Ask patients if they smoke, or have ever smoked. If
the response is “yes,” advise them to quit. Clinical
studies on smoking cessation show that patients often report that
their health care provider knew they smoked, but didn’t say
anything about it. In my practice I always tried to remember to tell
my patients to stop smoking, but some of them have told me I didn't
do enough. Now, every time I see them, I remind them that they have
to quit smoking. More important, you have to assure patients that
they are not going to be alone. You are going to work on this together.
Assess the patient's willingness to make a quit attempt.
Assist them in the quit attempt, and then Arrange for a follow-up.

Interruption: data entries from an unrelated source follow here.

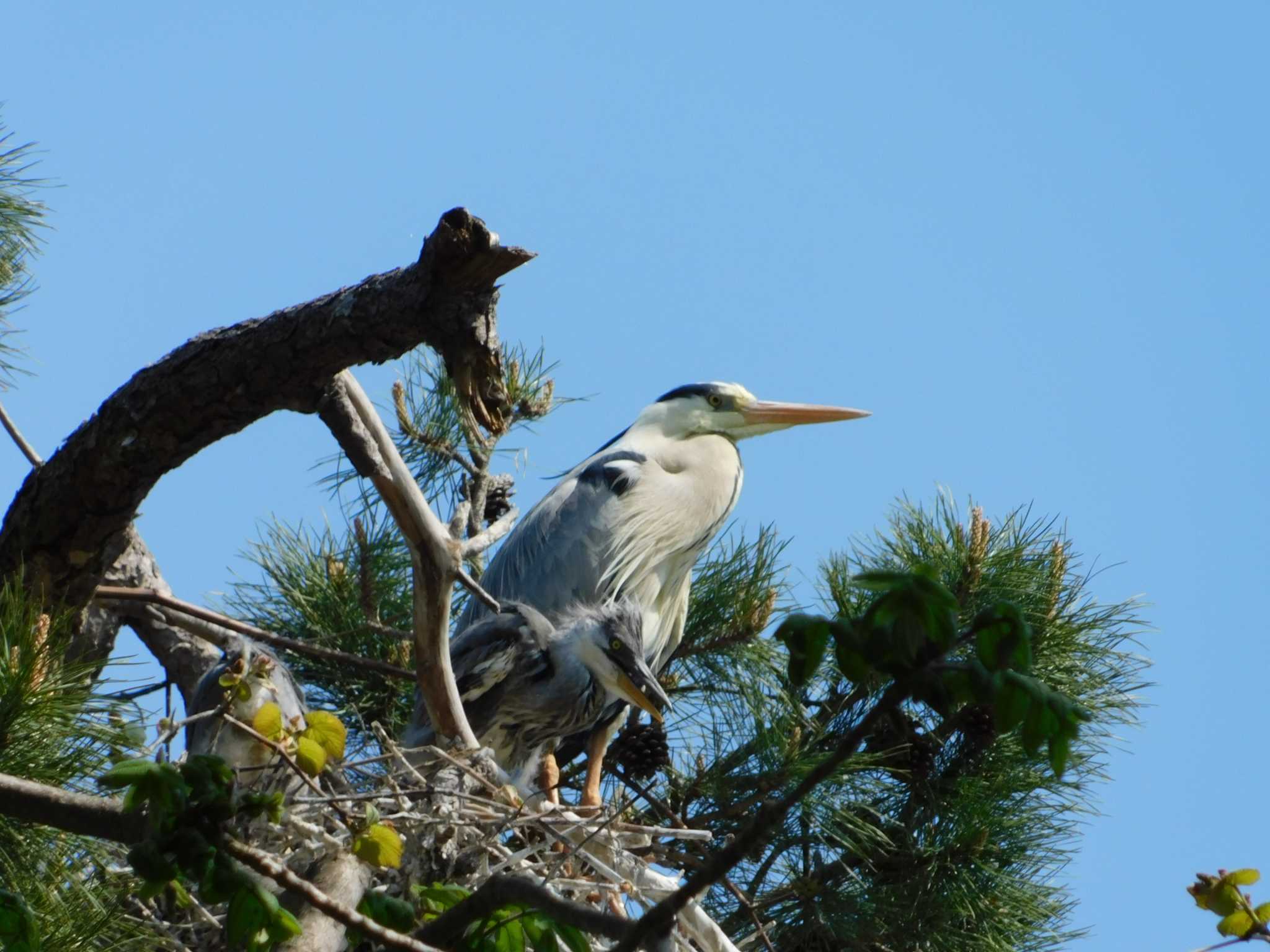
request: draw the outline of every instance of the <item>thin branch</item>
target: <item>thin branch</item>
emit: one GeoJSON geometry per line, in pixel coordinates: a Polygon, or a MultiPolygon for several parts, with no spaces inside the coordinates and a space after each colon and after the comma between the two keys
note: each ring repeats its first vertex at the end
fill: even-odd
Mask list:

These 5 As are essential for understanding the principles of smoking
cessation. When you ask and you know they have the disease and then
you advise they have to stop smoking, you try to identify and assess
the willingness of the patient to quit. Then you’re going to
provide support, assisting the patient to quit as well and arranging
follow-up. This is not something the patients are going to do alone,
this is what the patients are going to do working with you. You’re
going to do it together, understanding the need to remove this important
risk factor of COPD.
You Ask, you Advise, but how can you help the patient
stay motivated to quit smoking? The tobacco prevention and dependency
guidelines published by the CDC (see Resources) and the National
Institute of Health have established what is called the 5 Rs, to
increase an individual’s motivation to cease smoking. They
are Relevance, Risks, Rewards, Roadblocks and Repetition. We will
go over these because they are going to be essential when you establish
your patient's plan for smoking cessation.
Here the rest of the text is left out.